Referees demand action
THE Papua New Guinea Rugby League Referees Association has lodged a formal complaint with the PNGNRL protesting the possible re-entry of the Hagen Eagles to the Digicel Cup 2017 season which starts in April.
Referees director Joe Peregua said after last year’s preliminary final assault on referee Aaron Henry by Eagles trainer Stanley Akinu, as well as attacks on Benjamin Kaupa and Paul Wani, the association would boycott the season if plans to readmit the Eagles were followed through despite an initial three-year ban imposed on the club.
In a letter to PNGNRL chairman Sudhir Guru and his board, the referees association gave the body until today to respond to their log of claims which listed four instances of abuse perpetrated on referees last season that had not been resolved and their initial demand for stern action to be taken against the Eagles.
Peregua, pictured, said 11 senior Port Moresby-based had signed the petition which was also delivered to the PNGNRL board, PNGRFL chief executive officer Reatau Rau and Southern Confederate director Gwaibo Mairi.
Peregua said if the PNGNRL failed to address their demands after their scheduled board meeting on Sunday, the senior referees would not referee any cup games in 2017.
“The PNGNRL has not done enough to protect referees from attacks, violence and intimidation for a long time,” Peregua said.
“We continue to be attacked, assaulted, beaten and threatened year-in, year-out without any change whatsoever.
“The PNGNRL has failed us terribly and now, after last year’s incident during the Digicel Cup preliminary final, the club that attacked one of our referees will be allowed to come back in 2017.
“It is unacceptable and we will not tolerate that.
“We will not referee any games unless the Hagen Eagles are removed. They were banned for three years and they should serve that time.
Peregua said his association had taken offence after an independent judiciary had cleared the Eagles of the charges and lifted the ban, as well as the fine imposed on the club.
He said although the appeal process had been conducted by an independent body, the outcome had been disappointing.

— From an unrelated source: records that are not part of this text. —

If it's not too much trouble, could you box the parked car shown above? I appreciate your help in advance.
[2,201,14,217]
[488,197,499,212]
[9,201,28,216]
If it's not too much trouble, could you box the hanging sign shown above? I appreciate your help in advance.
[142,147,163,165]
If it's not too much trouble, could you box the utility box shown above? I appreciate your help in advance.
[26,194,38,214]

“The PNGNRL needs to look at the decision by the independent judiciary.
“We understand the original decision was over-turned on appeal because of inconsistencies in the charges but the decision is a bad one for the sport.

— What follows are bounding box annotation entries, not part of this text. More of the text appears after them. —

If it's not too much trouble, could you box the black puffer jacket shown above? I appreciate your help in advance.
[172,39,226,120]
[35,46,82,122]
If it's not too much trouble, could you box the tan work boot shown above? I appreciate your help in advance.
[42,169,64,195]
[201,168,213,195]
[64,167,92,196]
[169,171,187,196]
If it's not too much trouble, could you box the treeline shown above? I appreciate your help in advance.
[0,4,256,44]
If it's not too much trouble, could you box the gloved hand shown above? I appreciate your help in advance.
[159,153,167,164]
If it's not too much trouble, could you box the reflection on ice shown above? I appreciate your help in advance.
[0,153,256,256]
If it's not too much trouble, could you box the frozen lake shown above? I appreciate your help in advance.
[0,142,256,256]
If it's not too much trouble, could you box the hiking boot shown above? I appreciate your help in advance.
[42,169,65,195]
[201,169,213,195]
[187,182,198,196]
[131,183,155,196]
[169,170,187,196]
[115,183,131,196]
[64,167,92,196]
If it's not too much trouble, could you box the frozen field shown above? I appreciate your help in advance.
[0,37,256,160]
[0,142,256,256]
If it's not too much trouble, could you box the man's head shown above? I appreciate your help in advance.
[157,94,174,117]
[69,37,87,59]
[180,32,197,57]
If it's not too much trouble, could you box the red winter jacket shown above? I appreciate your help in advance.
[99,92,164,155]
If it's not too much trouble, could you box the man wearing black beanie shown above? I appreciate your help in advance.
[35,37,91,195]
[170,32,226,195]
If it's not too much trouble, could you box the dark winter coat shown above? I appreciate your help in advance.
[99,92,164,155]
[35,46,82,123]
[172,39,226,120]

He said the referees had been victimised yet again by the decision and it proved that no one was serious about addressing violence in the sport.
“If the Eagles are allowed to come back without being punished, it will paint a bad image for the sport and send the message that attacking referees and being violent is not a serious matter.
“We have therefore resolved to make a stand against the abuses we have suffered last season because we feel the matter has not been handled properly by the PNGNRL judicial system.”